Here are three reasons why the Badger State recall, though five months before the national vote, national weighs heavily on the 2012 presidential election and beyond:
1) The GOP’s Class of 2014’s First Mid-Term Test. Unlike California’s 2003 gubernatorial recall election, when then-Gov. Gray Davis faced a slew of political problems (massive budget deficit, rolling power blackouts, Arnold Schwarzenegger’s star power) Walker’s under political indictment for one reason: he angered Big Labor for going after state workers’ pensions. Walker’s arguably the controversial governor in the land. He’s also also the first of the freshman GOP governors elected in blue or purple states – several of whom, like Ohio’s John Kasich, are trying to talk up a right-track economy – to face an jazzed electorate well before their actual re-election. If Walker can hold on (recent polls seem to be breaking his way), it’s a message to his fellow governors to persevere with their reform agendas – coincidentally, much like the GOP’s gubernatorial class of 1990 rode out the recession of the early ‘90’s and was handsomely rewarded in the GOP landslide of 1994.

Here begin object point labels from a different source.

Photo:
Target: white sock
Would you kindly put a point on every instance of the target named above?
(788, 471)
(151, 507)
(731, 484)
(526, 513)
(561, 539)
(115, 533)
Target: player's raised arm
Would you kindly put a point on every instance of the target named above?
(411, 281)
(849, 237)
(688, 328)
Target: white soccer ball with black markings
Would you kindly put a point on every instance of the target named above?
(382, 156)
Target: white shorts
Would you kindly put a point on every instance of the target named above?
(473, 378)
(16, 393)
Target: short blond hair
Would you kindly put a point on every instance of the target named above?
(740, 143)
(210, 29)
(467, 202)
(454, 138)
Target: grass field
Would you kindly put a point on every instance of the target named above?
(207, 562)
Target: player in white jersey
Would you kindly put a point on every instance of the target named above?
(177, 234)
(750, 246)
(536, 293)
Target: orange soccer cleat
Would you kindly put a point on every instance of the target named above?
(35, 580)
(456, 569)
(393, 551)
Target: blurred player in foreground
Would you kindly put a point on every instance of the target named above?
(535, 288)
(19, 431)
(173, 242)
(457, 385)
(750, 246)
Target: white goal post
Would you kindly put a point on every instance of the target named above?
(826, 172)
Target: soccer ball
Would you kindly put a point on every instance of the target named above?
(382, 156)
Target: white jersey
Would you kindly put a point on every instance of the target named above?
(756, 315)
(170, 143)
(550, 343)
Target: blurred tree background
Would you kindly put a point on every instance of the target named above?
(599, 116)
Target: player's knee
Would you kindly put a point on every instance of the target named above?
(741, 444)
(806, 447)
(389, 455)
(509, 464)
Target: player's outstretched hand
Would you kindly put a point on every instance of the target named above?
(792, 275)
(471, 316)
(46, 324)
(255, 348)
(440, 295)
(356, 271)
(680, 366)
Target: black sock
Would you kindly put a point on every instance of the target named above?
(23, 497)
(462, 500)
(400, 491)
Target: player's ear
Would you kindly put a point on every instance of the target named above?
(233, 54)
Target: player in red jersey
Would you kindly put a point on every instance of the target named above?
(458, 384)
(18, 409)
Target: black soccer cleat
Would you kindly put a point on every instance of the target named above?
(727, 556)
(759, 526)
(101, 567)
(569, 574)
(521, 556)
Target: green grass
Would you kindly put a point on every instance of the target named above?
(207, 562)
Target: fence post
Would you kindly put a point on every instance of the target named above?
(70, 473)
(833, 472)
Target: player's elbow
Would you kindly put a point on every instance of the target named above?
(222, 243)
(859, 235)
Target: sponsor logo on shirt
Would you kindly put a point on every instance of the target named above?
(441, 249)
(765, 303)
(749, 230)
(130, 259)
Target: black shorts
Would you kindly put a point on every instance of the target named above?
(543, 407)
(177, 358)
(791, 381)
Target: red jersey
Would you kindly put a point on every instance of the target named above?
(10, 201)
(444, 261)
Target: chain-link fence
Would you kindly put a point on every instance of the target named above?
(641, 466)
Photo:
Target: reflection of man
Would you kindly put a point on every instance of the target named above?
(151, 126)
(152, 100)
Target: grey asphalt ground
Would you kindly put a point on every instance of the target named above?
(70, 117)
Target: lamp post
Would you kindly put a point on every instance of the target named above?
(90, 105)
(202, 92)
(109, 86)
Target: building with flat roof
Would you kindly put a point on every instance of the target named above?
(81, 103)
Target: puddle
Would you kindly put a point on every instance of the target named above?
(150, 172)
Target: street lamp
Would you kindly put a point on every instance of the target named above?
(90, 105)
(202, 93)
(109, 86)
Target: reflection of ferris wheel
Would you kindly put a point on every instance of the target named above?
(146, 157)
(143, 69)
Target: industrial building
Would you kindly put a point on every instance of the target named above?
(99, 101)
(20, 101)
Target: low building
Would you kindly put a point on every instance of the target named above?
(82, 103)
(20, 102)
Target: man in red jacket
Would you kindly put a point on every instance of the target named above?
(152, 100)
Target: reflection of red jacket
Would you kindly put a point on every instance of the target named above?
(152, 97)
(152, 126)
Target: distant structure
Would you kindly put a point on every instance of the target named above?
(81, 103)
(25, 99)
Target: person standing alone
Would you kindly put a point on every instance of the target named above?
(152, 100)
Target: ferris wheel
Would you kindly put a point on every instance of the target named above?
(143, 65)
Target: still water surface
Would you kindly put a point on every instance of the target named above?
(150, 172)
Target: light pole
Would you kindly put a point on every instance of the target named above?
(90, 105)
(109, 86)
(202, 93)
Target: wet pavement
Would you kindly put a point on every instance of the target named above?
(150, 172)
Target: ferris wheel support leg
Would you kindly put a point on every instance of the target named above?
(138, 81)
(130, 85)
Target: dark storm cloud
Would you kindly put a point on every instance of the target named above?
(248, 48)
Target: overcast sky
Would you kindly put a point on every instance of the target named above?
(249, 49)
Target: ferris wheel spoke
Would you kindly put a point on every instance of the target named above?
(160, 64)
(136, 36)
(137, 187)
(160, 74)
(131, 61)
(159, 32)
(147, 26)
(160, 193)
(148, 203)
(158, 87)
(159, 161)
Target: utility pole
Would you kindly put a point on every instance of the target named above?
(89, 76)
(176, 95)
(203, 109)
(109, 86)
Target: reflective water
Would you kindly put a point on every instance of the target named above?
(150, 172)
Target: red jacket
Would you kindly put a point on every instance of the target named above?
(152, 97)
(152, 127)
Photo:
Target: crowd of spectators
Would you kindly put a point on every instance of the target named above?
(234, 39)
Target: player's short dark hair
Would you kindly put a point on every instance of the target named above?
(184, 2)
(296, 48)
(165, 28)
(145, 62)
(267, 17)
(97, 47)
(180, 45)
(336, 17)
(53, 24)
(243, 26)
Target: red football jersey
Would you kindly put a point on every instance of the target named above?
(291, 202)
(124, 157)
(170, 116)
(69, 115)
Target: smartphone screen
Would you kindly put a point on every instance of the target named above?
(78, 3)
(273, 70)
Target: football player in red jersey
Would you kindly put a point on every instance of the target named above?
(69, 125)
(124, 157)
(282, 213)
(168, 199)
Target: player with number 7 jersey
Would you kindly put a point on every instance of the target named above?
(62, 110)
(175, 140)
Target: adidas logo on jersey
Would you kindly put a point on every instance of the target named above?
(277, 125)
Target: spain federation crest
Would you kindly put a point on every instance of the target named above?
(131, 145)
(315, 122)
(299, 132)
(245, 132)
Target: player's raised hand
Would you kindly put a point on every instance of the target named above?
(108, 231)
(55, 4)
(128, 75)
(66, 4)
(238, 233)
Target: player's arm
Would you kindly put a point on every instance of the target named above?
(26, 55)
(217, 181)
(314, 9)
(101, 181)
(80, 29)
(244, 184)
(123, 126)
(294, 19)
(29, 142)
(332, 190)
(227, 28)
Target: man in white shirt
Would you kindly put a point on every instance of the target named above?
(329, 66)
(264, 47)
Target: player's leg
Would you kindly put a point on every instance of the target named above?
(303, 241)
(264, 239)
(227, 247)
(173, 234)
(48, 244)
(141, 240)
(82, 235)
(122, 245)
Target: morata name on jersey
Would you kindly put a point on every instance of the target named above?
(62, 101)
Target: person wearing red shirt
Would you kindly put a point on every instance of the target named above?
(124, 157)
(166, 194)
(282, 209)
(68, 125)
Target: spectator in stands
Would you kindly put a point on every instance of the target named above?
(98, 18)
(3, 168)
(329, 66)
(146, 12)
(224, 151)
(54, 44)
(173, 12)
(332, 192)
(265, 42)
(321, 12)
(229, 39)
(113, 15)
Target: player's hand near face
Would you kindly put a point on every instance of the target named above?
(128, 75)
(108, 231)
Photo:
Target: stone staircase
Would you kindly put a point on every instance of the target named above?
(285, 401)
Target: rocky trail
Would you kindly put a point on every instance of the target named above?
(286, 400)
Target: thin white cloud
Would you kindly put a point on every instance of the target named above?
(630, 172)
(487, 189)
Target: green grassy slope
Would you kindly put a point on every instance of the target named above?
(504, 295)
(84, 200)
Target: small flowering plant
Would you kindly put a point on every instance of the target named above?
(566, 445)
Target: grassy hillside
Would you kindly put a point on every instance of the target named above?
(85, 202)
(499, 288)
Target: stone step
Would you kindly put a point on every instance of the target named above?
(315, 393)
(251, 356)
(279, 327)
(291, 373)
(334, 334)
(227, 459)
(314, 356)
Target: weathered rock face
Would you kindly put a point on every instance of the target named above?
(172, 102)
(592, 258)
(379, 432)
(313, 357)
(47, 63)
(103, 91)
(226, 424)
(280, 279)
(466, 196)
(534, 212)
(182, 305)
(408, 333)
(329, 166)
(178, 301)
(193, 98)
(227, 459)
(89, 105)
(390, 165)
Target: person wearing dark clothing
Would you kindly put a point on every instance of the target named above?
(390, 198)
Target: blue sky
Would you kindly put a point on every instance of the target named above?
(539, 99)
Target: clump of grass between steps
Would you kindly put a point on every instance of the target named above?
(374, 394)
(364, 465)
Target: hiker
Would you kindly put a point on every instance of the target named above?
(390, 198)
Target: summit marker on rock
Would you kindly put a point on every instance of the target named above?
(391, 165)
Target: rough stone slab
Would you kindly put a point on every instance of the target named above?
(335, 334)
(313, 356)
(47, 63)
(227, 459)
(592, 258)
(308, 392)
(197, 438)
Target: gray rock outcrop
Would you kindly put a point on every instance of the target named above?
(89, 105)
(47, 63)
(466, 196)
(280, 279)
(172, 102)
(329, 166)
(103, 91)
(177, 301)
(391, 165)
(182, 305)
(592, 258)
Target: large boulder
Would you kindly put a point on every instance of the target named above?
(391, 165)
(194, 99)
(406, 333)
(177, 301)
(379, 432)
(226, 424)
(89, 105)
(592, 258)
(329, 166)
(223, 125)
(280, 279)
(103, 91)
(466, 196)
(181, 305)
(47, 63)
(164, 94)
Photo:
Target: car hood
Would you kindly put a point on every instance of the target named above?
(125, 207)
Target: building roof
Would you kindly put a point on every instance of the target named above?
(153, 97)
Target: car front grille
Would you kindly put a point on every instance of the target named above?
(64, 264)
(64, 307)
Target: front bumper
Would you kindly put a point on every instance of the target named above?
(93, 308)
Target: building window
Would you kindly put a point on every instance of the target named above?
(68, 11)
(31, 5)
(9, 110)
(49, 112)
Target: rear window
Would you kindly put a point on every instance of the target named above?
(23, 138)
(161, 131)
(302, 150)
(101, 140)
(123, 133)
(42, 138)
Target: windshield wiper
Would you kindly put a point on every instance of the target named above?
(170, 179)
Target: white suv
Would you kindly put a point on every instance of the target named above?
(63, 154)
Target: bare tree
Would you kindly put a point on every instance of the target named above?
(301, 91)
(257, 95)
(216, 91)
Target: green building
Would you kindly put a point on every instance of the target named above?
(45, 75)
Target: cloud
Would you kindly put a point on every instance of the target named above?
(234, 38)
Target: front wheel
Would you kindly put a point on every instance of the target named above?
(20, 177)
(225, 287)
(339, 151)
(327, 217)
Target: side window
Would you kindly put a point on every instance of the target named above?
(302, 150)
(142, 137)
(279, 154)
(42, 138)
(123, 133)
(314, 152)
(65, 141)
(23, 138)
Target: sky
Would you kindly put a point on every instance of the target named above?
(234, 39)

2) A Boost to Pension Reform? Something Kasich attempted but couldn’t pull off in Ohio: pension reform (Ohioans last fall rejected Issue 2, which would have changed the state’s collective-bargaining law). In California, Gov. Jerry Brown’s introduced a 12-point pension-reform plan (six months ago and no action since from the Democratic Legislature, despite a ballooning state budget deficit). It’s also in play in Illinois and Michigan. But should Walker be ousted in the recall: good like finding another governor, Republican or Democratic, willing to significantly address entitlement reforms. The chattering class will sift through the June 5 results to gauge if taking on unions is collective-bargaining is a political third rail.
3) Battleground Carryover? Walker’s run a “minimalist, almost stealthy” campaign that’s heavy on message discipline and a no-frills pounding of the pavement. At the same time, Republicans are flooding the Wisconsin airwaves with pro-GOP, pro-conservative ads. Walker could have played defense – one of Gray Davis’ blunders in California’s recall (he mocked the process, then his opponents). Instead, he took the threat head-on. If Walker succeeds, will that encourage the Romney campaign to likewise play for keeps in Wisconsin come October and November (May surveys showing a presidential dead-heat in a state that hasn’t gone Republican since 1984). One curiosity of the recall, btw: for all the talk about the election having national implications, both Romney and Obama – physically, at least – have stayed out of it (your next uncomfortable Jay Carney moment: having to explain why the President bailed on his promise to personally intervene where collective-bargaining was a stake).
4) Labor’s Love’s Lost? How much money are labor unions and left-leaning special interests pumping into Wisconsin in order not only to oust Walker but also send a message nationwide? We won’t know the total until after the vote. Then again, unions and progressive groups invested nearly $15 million last year in the 9 recall efforts against incumbent lawmakers (six Republicans, three Democrats challenged – seven surviving, two losing). In 2012, it’s a bigger race with bigger stakes. Here’s one way to look at Big Labor’s investment in Wisconsin: every dollar spent in June is one less dollar that won’t go into a congressional race this fall. And that something the left may come to regret, should Republicans narrowly hold on to the House or eke out majority control of the Senate.